When medical student Mark Owen did his pediatric oncology rounds, he would tell young patients, "I've had chemotherapy. I know what it's like to feel sick and have your hair fall out and have mouth sores." Now Dr. Owen is a doctor at the University of Texas Medical School in Houston, specializing in Family Practice medicine. And he often comes in contact with young cancer patients. Recently he was in the Emergency Room when a boy was brought in with a pain in his leg which turned out to be osteoscarcoma (bone cancer), and Dr. Owen is following the progress of that case very closely.
It was just a little over ten years ago, the week before Mark Owen was to graduate from the little high school in Bernice, Louisiana, that he was diagnosed with bone cancer in his left leg. The valedictorian of his class, he didn't get to walk down the aisle with the other graduates. Instead, he spent that evening getting settled in at M.D. Anderson Cancer Center in Houston.

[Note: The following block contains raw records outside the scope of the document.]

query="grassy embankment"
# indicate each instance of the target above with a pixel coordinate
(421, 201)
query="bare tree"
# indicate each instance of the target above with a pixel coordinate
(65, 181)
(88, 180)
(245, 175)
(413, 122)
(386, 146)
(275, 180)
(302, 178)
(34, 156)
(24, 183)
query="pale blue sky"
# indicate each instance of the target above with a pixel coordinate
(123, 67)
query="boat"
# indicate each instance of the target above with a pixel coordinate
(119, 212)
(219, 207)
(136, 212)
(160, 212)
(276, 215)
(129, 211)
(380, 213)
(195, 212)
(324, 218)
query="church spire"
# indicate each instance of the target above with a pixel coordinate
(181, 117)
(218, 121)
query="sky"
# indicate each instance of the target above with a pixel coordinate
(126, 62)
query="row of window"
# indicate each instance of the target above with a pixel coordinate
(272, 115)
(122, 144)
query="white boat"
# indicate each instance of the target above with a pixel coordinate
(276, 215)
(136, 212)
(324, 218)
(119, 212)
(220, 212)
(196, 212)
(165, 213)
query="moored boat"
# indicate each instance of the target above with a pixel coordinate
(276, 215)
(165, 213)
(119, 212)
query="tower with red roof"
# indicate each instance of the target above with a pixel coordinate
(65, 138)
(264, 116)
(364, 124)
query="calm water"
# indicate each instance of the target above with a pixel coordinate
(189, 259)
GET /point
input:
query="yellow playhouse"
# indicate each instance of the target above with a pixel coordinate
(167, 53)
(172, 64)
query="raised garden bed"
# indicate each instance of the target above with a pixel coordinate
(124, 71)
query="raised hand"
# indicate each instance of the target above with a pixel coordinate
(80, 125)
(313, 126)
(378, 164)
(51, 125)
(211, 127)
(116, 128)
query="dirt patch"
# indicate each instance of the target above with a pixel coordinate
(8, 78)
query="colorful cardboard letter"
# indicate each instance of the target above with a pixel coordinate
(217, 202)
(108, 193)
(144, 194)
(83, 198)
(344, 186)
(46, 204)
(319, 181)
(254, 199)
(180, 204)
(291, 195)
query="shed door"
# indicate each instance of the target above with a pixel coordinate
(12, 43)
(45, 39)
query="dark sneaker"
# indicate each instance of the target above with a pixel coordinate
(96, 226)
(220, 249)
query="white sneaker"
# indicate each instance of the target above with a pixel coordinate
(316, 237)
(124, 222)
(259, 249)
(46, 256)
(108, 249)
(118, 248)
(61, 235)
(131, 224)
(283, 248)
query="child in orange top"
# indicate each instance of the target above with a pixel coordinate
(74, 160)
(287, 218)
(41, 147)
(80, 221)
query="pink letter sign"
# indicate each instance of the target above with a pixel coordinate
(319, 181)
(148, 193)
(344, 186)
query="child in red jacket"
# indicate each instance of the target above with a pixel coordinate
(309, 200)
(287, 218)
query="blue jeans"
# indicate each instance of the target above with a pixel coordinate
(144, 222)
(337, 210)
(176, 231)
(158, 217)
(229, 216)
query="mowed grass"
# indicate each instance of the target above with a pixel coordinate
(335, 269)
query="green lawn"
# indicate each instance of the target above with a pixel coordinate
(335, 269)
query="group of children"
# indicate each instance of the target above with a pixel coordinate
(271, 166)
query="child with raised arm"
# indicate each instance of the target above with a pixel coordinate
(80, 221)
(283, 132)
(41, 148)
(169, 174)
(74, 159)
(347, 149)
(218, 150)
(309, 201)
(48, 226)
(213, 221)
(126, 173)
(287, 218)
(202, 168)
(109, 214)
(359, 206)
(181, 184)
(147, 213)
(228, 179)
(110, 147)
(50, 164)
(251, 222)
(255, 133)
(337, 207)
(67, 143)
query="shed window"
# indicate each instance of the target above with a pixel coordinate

He endured four months of chemotherapy, then prepared for limb salvage surgery which would remove the tumor and save his leg. But the day before the operation he stood up suddenly from where he was sitting on the hospital bed, and he broke his leg. Now faced with difficult choices, the young patient and his physicians opted for amputation above the knee.
"Initially, it was not a big trauma. I had watched 'Six Million Dollar Man.' I thought it would be easy," says Owen. But he found that the adjustment to his artificial leg was not easy, and there was a lot of pain. He missed a year of school before he could start college. First he used crutches, then one crutch, then a cane. Eventually he walked unaided into the Southwestern Medical School in Dallas.

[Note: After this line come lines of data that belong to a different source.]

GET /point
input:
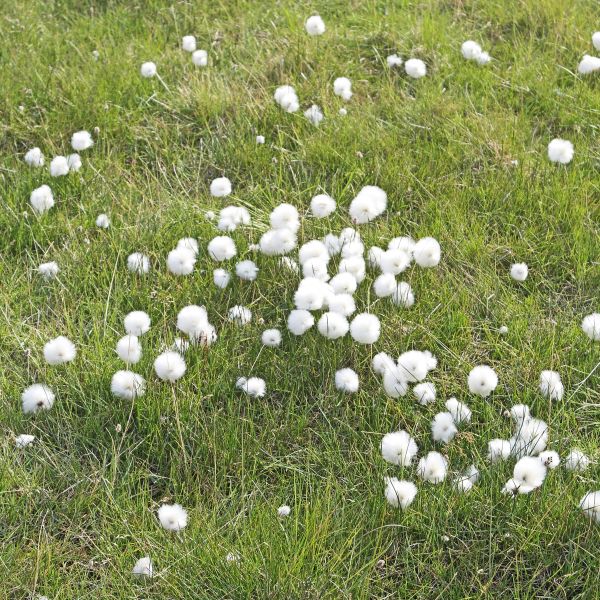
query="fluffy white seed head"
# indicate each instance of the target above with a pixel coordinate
(37, 397)
(127, 385)
(482, 380)
(560, 151)
(60, 350)
(399, 493)
(399, 448)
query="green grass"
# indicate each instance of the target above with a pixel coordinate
(79, 506)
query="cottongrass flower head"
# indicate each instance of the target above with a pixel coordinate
(143, 567)
(551, 385)
(181, 261)
(399, 448)
(59, 166)
(255, 387)
(221, 248)
(137, 322)
(59, 350)
(368, 204)
(519, 271)
(425, 393)
(322, 206)
(314, 25)
(591, 326)
(173, 517)
(433, 467)
(346, 380)
(399, 493)
(48, 270)
(443, 428)
(365, 328)
(169, 366)
(81, 140)
(37, 397)
(127, 385)
(148, 69)
(576, 461)
(129, 349)
(482, 380)
(34, 157)
(590, 505)
(415, 68)
(560, 151)
(314, 114)
(138, 263)
(427, 252)
(271, 338)
(41, 199)
(200, 58)
(24, 440)
(102, 221)
(240, 315)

He never would have gone to medical school if it hadn't been for his chemotherapist at M.D. Anderson. "We became good friends. I helped him with his computer, I went to his house. He was my role model," says Owen. With his soft Texas drawl he adds, "I was a science 'nut' as a kid. Then, at the hospital, I saw a way to put science to use."

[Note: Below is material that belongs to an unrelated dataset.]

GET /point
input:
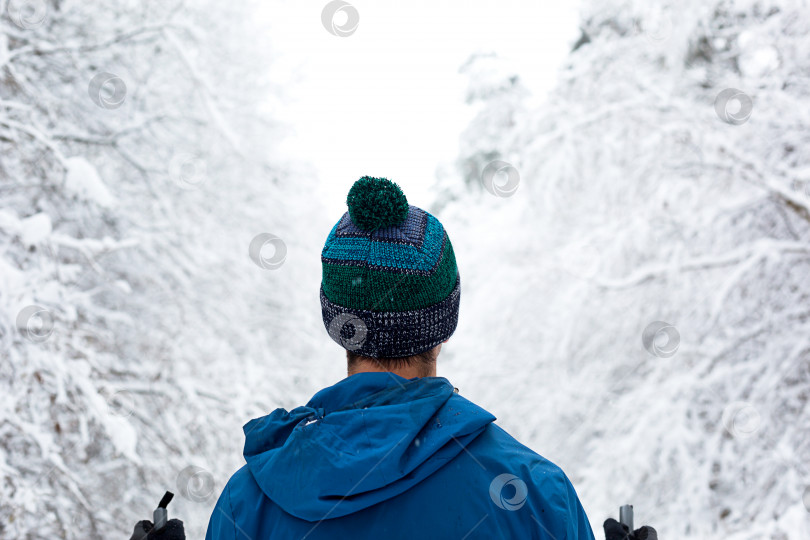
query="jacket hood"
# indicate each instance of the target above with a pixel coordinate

And there was another reason for going into medicine. "Going through this, I met a lot of people, other little kids. Some of them didn't make it." After his residency, he would like to do bone tumor research.
These days, Dr. Mark Owen is a role model himself. He offers young cancer patients and their parents the perfect image of what aggressive cancer therapy can do for a young person, turning their healthy lives into a gift to the world.